The Government is expected to table in Parliament its interim response to the Productivity Commission’s recommendations shortly.  Among those already mentioned is its commitment to a stand-alone DVA with a multi-year transformation program.


Secretary, DVA reaffirmed her department’s commitment to:

  1. continuing to support the whole of Government response to the COVID 19 pandemic to ensure veteran support for veterans and their families
  2. continuing her department’s commitment to know, connect, support and respect veterans and their families
  3. delivering a final response to the various reports and responses dealing with veteran and family support, and transition from the ADF in preparation for Budget 2021-22
  4. planning for the 5th wave of veterans
  5. delivering international and domestic commemorations.

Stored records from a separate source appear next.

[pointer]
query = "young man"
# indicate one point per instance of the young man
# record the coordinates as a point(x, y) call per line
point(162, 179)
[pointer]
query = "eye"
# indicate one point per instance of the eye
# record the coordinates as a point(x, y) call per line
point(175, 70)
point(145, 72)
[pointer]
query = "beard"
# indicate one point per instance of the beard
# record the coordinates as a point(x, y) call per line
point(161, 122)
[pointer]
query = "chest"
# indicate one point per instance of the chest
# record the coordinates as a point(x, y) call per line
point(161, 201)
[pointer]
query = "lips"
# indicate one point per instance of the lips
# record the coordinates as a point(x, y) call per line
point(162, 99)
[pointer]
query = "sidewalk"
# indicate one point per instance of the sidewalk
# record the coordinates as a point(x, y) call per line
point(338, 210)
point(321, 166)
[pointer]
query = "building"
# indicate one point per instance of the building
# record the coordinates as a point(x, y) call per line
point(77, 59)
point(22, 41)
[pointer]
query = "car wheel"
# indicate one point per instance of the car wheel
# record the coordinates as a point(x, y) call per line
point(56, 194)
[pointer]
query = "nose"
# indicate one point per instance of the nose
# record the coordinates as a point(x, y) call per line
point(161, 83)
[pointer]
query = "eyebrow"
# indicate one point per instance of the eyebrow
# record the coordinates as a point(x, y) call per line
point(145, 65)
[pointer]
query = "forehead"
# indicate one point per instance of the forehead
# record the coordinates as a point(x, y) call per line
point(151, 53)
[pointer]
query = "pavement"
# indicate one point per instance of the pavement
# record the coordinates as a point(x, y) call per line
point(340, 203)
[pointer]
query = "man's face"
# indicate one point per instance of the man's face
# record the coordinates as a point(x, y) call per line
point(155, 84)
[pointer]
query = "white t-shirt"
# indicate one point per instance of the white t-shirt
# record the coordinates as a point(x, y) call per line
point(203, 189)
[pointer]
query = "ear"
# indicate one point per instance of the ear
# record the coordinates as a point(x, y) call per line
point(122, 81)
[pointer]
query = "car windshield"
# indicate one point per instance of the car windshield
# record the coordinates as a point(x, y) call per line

Although the veteran community is still to see the Government’s full interim response to the Productivity Commission’s inquiry into the veteran support system, we should feel assured national ex-service organisations and individuals in the community who provided well-argued and balanced responses to the various inquiries have influenced the Government’s decisions on the Commission’s recommendations.

ESORT continues to have a significant influence on the veteran support system and is likely to be retained as a national voice for the various ex-service and service communities.